The Sirens of Titan by Kurt Vonnegut
Published in 1959
Genre: Science fiction
“Everyone now knows how to find the meaning of life within himself.”
This meaning is most likely less than one would hope after reading through the pages of Kurt Vonnegut’s 1959 novel, The Sirens of Titan. Taking a peak into the ridiculousness of self-imposed importance on the part of the human race, the novel asks the question: are humans as important as we believe we are, or are we simply a means to an end? The story travels around the Milky Way galaxy and beyond, pointing out the absurd and predestined in a sprawling tale that nearly loses sight of its ultimate goal.
Winston Niles Rumfoord is a man stuck out of time and space (a bit like Billy Pilgrim from Slaughterhouse-Five). Flew his spaceship into a chrono-synclastic infundibulum, which scattered him between the sun and Betelgeuse. He and his dog materialize on the earth every 59 days; since he can see the future, he invites Malachi Constant, the richest man in America, and describes the adventure ahead. After losing all of the luck that made him rich, Constant volunteers to be taken to Mars and have his memory wiped. While there, he lives under the name of Unk and has had an antenna implanted in his skull to control him through pain. Mars attacks the Earth and the army is completely destroyed; of this is according to Rumfoord’s plan to create a new world religion, effectively controlling Constant/Unk’s life and bending it toward a purpose.
There are machinations within schemes in The Sirens of Titan; Rumfoord has created an entire army and society on Mars that martyrs itself to near completion in its attack on Earth. This sacrifice of life is then used to guilt the Earthlings into believing in Rumfoord’s Church of God the Utterly Indifferent. He preaches that God couldn’t care less about what is happening on the Earth and that everything is a result of randomness. The irony exceeds Rumfoord’s grand scheme as it is revealed all of human existence was created to send updated messages to Salo; a Tralfamadorian stuck on Titan whose ship broke down and is awaiting a spare part.
The title comes from a photograph of three beautiful women that Rumfoord tells Malachi are waiting for him on Titan, one of the moons of Saturn. Though their inclusion in the title of the book suggests importance, the trio turn out to be statues buried in a pool. I suppose this speaks to the assumption of meaning in the book, like assuming the human race was more than a messaging system for machines millions of light years away. This meta-reference plays well to the theme of questioning free will, omniscience, and the purpose of human existence. The Sirens of Titan suggests a more classic science fiction tale, and while there are definitely elements of sci-fi in it, Vonnegut follows its story with characteristic sarcasm and questioning of the typical story elements of the genre.
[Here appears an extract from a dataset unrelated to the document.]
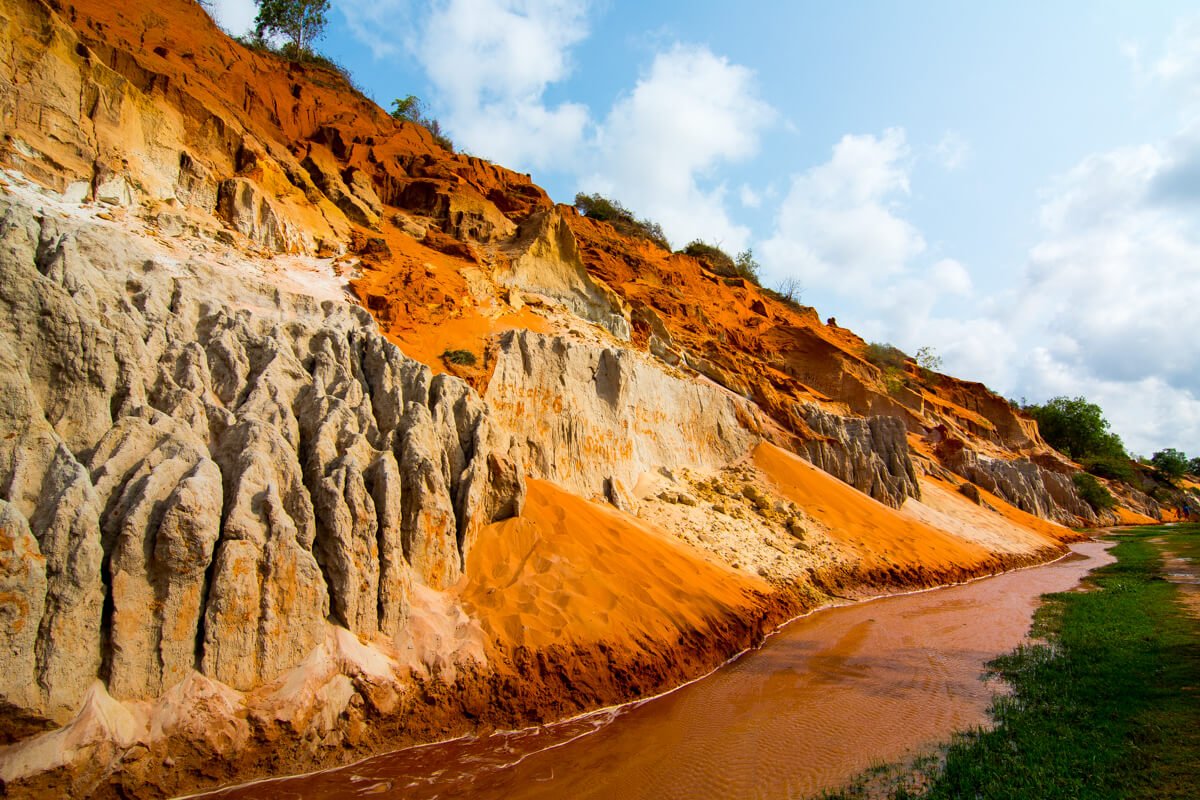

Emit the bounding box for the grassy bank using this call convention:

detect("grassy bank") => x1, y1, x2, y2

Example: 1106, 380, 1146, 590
822, 524, 1200, 800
I have read two of Vonnegut’s other works, and can see his trademark style present in this book that was released earlier than either. The most obvious is the inclusion of Salo, the Tralfamadorian; Billy Pilgrim, in Slaughterhouse-Five, is taken to Tralfamadore to live in a zoo as part of the main plot. However, Vonnegut’s connections between his novels far exceeds plot devices and alien races. I wasn’t entirely sure what to expect from The Sirens of Titan; it did seem to me to be a title more fitting to the classic pulp science fiction of the era, but it asks deeper questions in a probing way. It isn’t hard sci-fi, though there is a bit of exposition explaining the chrono-synclastic infundibulum; rather, it asks the question of what human involvement really leaves behind in the galaxy and history as we understand it. I definitely preferred Cat’s Cradle and Slaughterhouse-Five to The Sirens of Titan, but that is simply due to the maturation of his writing in the time between; the plot staggers a bit as the reader wonders where this is all heading, but it does come together in the end, and I suppose that is something worth lauding.
Verdict: 3 chrono-synclastic infundibulum out of 5
Recommended for: Fans of Kurt Vonnegut, fans of irony, those who enjoy satire, people who like complex plots, and people who enjoy questions of human importance in their science fiction.
Not recommended for: The easily confused, those who dislike contemplating free will, harmoniums, or those who are looking for a hard sci-fi story.